Alors qu’il devait rejoindre son père aux Etats Unis, Daniel, un ado mal dans sa peau (légèrement asocial et fan de métal) va devoir passer la période estivale avec sa mère Sue, une jeune quinquagénaire mélancolique. Entre le présent stagnant de Daniel et le passé nostalgique de Sue, cet « été des Bagnold » est une succession de scènes du quotidien étalées sur six semaines, comme autant de chapitre du livre. Winterhart fait preuve d’un humour subtil, usant d’une voix off (le père de Sue ? L’auteur lui-même ?) qui commente les événements et permet d’installer une juste distance pour dédramatiser, ou apporter de l’intérêt à des scènes de vie familiale ordinaire (faites de banalités, de décalages et de non-dits) qui n’ont à priori rien de fascinantes.
Joff Winterhart n’a pas son pareil pour raconter les petites subtilités de la vie, souvent invisibles pour les protagonistes, qui n’ont pas forcement conscience de leurs bonheurs. Des tranches de vie découpées en strips de six cases par page. Une contrainte structurelle qui devient un atout car comme il l’explique dans le Ka Boom n°4 : « La rigueur du découpage en six cases par page m’a finalement été d’une grande utilité pour accoucher le récit sous la forme qui m’intéressait […] La répétition du même découpage me faisait évidemment gagner de l’énergie sur la composition de chaque page. Mais devoir condenser une intrigue en six images et suffisamment peu de mots pour que ces images puissent respirer et être lisibles, m’obligeait parfois à trouver des solutions créatives, à épurer mes idées et les réduire à l’essentiel. Du coup, d’une idée un peu trop dense, j’en déduisais deux plus petites ». Cette structure en gaufrier créée une répétition de forme qui fait échos à la vie routinière des personnages. On les voit manger, dormir, changer de vêtements, même s’ils portent toujours les mêmes.

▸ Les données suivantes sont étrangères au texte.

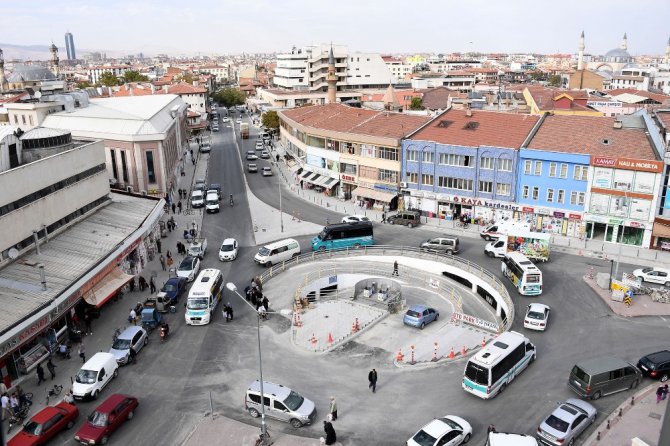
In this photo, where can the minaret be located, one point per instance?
(580, 57)
(331, 78)
(54, 59)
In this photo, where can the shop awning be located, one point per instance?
(107, 287)
(374, 194)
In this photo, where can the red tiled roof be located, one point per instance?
(482, 128)
(585, 135)
(342, 118)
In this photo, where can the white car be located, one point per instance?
(228, 250)
(449, 430)
(354, 218)
(654, 275)
(537, 317)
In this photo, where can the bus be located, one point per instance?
(495, 366)
(203, 297)
(344, 235)
(526, 277)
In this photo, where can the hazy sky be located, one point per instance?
(408, 26)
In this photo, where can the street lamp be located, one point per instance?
(264, 431)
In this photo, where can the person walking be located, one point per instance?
(331, 438)
(40, 374)
(51, 368)
(333, 409)
(372, 378)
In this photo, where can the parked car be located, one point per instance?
(45, 424)
(188, 268)
(106, 419)
(449, 430)
(228, 250)
(132, 337)
(654, 275)
(656, 365)
(537, 317)
(566, 422)
(354, 218)
(420, 316)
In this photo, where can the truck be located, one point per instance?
(534, 245)
(244, 130)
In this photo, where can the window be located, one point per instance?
(503, 189)
(486, 163)
(505, 165)
(486, 186)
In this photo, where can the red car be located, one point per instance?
(45, 424)
(106, 419)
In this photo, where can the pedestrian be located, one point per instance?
(372, 378)
(331, 438)
(82, 352)
(40, 374)
(51, 368)
(333, 409)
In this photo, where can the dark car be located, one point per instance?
(174, 288)
(656, 365)
(107, 418)
(45, 424)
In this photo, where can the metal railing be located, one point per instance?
(402, 251)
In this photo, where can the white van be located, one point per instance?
(94, 376)
(277, 252)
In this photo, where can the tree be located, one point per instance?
(108, 79)
(134, 76)
(416, 104)
(270, 120)
(229, 97)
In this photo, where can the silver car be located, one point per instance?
(135, 337)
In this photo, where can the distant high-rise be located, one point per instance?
(69, 46)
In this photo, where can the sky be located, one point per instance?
(210, 27)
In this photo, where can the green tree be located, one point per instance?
(108, 79)
(416, 104)
(134, 76)
(270, 120)
(230, 97)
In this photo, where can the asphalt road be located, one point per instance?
(176, 381)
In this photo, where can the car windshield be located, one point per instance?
(98, 419)
(557, 423)
(293, 401)
(198, 303)
(423, 439)
(86, 376)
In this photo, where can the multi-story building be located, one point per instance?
(350, 152)
(464, 163)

Bien que centré sur cette relation mère-fils, le récit n’est pas fermé sur lui-même. Il s’ouvre sur d’autres temporalités (la jeunesse de Sue, l’enfance de Daniel) et d’autres personnages (Ky et sa mère, le père de Daniel, la sœur de Sue…). A ce titre, la scène du fast-food où Daniel et sa mère sont assis face à un couple père-fille qui semble vivre la même incompréhension générationnel qu’eux, peut être vu comme une case ouverte sur une autre histoire, la promesse d’un récit parallèle. J’aime beaucoup cette manière de présenter les choses. Malgré les apparentes solitudes, nous sommes nombreux à vivre les mêmes événements et ressentir les mêmes émotions.

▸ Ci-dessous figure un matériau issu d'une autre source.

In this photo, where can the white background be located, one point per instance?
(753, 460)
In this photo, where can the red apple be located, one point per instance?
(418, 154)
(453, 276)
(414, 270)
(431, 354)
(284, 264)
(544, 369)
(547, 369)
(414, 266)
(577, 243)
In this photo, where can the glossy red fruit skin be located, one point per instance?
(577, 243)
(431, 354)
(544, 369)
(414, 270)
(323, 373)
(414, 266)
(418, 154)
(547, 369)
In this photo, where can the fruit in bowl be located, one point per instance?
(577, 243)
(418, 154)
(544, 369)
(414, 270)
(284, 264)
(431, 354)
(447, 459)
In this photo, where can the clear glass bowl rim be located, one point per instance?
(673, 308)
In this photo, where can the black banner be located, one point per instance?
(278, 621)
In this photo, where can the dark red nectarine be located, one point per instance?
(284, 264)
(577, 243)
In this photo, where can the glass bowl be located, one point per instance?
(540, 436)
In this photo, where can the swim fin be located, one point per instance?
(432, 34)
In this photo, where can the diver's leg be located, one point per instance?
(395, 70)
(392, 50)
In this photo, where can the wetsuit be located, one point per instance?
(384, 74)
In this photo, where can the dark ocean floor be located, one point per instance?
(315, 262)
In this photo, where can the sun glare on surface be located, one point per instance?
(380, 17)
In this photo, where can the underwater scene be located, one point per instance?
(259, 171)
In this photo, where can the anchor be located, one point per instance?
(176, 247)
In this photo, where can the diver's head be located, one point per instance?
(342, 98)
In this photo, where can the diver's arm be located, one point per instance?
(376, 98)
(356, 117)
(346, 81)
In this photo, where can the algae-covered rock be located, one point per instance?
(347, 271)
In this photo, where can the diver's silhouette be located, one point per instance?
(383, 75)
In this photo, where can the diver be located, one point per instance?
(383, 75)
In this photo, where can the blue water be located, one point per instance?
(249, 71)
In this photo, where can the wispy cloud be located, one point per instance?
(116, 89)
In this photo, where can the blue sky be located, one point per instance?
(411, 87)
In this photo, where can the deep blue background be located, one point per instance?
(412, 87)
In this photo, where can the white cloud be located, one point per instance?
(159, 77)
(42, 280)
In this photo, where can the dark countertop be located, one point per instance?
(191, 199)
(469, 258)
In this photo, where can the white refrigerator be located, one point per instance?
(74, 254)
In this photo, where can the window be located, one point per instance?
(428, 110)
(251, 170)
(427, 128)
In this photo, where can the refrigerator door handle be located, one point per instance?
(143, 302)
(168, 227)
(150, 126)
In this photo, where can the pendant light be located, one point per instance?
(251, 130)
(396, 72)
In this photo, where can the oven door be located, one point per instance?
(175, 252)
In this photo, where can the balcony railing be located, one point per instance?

Son graphisme, aux formes exagérées sans être caricaturales, aux contours ‘baveux’ dut à l’utilisation de subtils lavis de gris, est d’une sensibilité juste. Son trait hésitant et pourtant terriblement précis s’attarde sur des attitudes et des expressions qui racontent les ressentis des personnages. S’il use du procédé « champ contre-champs » pour les scènes de dialogue, Winterhart sait s’arrêter sur des détails qui en disent long – pour la plupart des incrustations de photos, qui ancrent le récit dans la réalité. Une réelle beauté se dégage de ces visages pourtant disgracieux. Winterhart insuffle à ces héros de papier ce supplément d’âme qui les rends plus attachant que certaines « vraies » personnes. Une bien belle rencontre.